West Virginia State Superintendent of Schools, Dr. Michael Martirano, announced Tuesday that he will resign his position on June 30, 2017.

He wants to move closer to his family in Maryland, a press release from the West Virginia Department of Education announced.  His wife passed away earlier this year.

“After much consideration and heartfelt discussion with my family, I have decided to resign my position as the State Superintendent of West Virginia,” Martirano said. “The past two years have been the most rewarding of my career and I could not be more proud of the work we’ve accomplished on behalf of our young people. Unfortunately, I have been challenged with personal family matters outside of my control and it is necessary for me to move closer to my family and my children and seek employment opportunities near them. It has been a pleasure and privilege to serve as West Virginia’s Superintendent and I would like to thank our State Board for being my partner in education and for their confidence and support.”

“It is with a heavy heart that I accept Dr. Martirano’s resignation,” said State Board of Education President Mike Green. “Dr. Martirano has done an outstanding job as our State Superintendent, has had positive impact on the state’s educational system and has mapped out a clear path for continuous improvement. Under his leadership, we have codified our College and Career Readiness Standards, we finally have a consistent and continuous assessment and accountability system plus our students have shown gains in proficiency on assessments.”
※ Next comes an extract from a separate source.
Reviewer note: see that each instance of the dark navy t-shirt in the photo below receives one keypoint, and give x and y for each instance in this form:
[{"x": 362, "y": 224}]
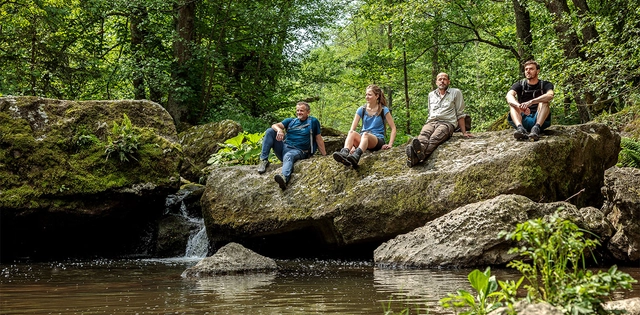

Martriano has been a roadblock to good Common Core repeal legislation and instead led a rebranding of the standards.

The Charleston Gazette-Mail reports:

Much of the public education debate during his tenure has been focused on Common Core education standards and the Smarter Balanced end-of-year standardized testing, as well as the Legislature’s efforts to dump both of them.

Last school year, his department led a special review of the state’s Common Core standards that didn’t result in many changes, although Martirano still argues that the state’s standards no longer are based on the Common Core national standards blueprint. In that “Academic Spotlight” review of the standards, more than 90 percent of the more than 240,000 online comments from more than 5,000 individuals supported the standards, and although the website accepted comments from anyone over 18, self-identified West Virginia K-12 teachers were responsible for 91 percent of the comments.

Mountain State lawmakers, while highly critical of the Common Core standards, which also have been controversial in other states, offered few specifics about exactly why they dislike the standards.

In another review Martirano initiated that hasn’t led to much change, a majority of members of the Commission on Assessment he formed favored moving away from Smarter Balanced, but Martirano, who originally tried to keep the public out of the commission’s meetings before reversing course, never released official “final recommendations” from the group, and the state will continue using Smarter Balanced this school year.